“Baring Secrets” speaks to some new and very personal things stirring inside me in the past few months. Most significantly, the ideas of love and vulnerability. I met a man recently who I formed an instant friendship with. From the get go, it was less like meeting for the first time and more like remembering someone I haven’t seen in a very very long time. It is the very same sort of feeling I had when I first met my fiancé.
Being faced with such a connection has left me both thrilled and terrified. Both happy and conflicted. And interestingly enough, I now realize why it took so long for the heart images to come to fruition. I think things were getting in the way on purpose until my heart was in the very space it needed to be to tell this story – until the circumstances of meeting this person came about.
There are stories of fear and bravery here. Stories of the secrets I hold deep within me… the places of pain that no one else sees. Places even I have not dared to venture within myself since my fiance died. Places that I have sewn tightly shut for the past two and a half years. Places that I know – once the stitches are removed – have the potential to be very painful and scary.

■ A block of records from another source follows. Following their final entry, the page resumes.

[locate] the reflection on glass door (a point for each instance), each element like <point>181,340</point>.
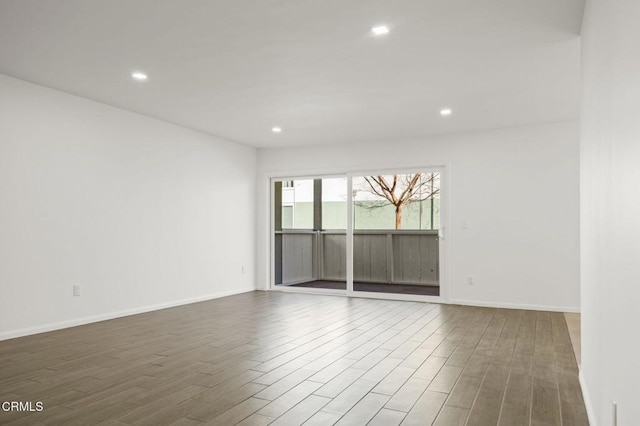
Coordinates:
<point>396,218</point>
<point>310,217</point>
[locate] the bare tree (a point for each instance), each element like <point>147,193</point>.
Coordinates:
<point>402,190</point>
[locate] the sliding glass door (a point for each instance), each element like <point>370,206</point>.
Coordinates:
<point>396,222</point>
<point>368,234</point>
<point>310,216</point>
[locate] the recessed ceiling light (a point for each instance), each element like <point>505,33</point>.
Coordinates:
<point>139,76</point>
<point>380,30</point>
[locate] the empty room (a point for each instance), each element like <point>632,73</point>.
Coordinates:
<point>281,212</point>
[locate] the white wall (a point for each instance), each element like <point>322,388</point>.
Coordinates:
<point>516,188</point>
<point>610,211</point>
<point>138,212</point>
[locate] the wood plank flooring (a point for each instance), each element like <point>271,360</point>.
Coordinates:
<point>276,358</point>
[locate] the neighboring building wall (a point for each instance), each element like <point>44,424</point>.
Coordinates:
<point>610,211</point>
<point>520,255</point>
<point>139,213</point>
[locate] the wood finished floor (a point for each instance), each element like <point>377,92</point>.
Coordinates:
<point>288,359</point>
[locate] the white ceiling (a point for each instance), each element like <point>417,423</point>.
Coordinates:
<point>236,68</point>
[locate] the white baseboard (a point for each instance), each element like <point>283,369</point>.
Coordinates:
<point>111,315</point>
<point>587,399</point>
<point>571,309</point>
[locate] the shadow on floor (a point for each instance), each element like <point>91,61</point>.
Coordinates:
<point>421,290</point>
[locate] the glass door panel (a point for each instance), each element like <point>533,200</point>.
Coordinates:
<point>310,233</point>
<point>396,218</point>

So it goes with the heart… with the possibility of allowing someone new into the most sacred parts of ourselves. It is not only for the widowed, but for anyone who risks their heart. Because we have to open up the stitches of old wounds if we’re really going to love and be loved. We have to be willing to bare the secrets that reside in those most private, dark, dirty, worn corners of us if we ever want a chance to feel that beautiful soul-filled unconditional love from another.
It is not easy to open up these deepest wounds. It takes incredible bravery. The open air can be excruciating at times. We have no guarantee that the person who is loosening the stitches will do so gently and with love. No guarantee that they won’t try to rip them out, or seal them shut without a care to heal them. All we can do, is hope, and trust that we chose someone who can do the job right.

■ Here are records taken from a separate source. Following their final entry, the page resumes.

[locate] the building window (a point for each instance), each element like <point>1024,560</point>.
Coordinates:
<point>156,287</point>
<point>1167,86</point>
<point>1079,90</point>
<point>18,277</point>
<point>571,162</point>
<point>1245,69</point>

God, it is terrifying… so terrifying to let new hands begin to loosen the stitches. Especially when someone else had already done the job so well, years ago. Someone else, who’s death caused new stitches. But… I think, far more terrifying to never let new hands touch the heart. To never try and allow someone to be gentle with me. Because in that, I will never learn that someone new can do the job well, too.
After years of hiding it away, I am finally presenting my heart bravely, and allowing some of those stitches to be loosened. Not all of them, and not all the way. But some, and slowly. Thus far, these new hands have been gentle. They have not tried to open my heart any more than I am ready for. They have not tried to sew the wounds back shut once they saw inside. Instead, they have held my battered heart quietly, with strength – seeming to know that all it needs is to be held, to be seen as fully as it wants to be seen.
About the Series: Through 40 weekly photos and accompanying essays, 'Still, Life' captures a deeply emotional and psychological journey of what it means to grieve, to heal, and to live on.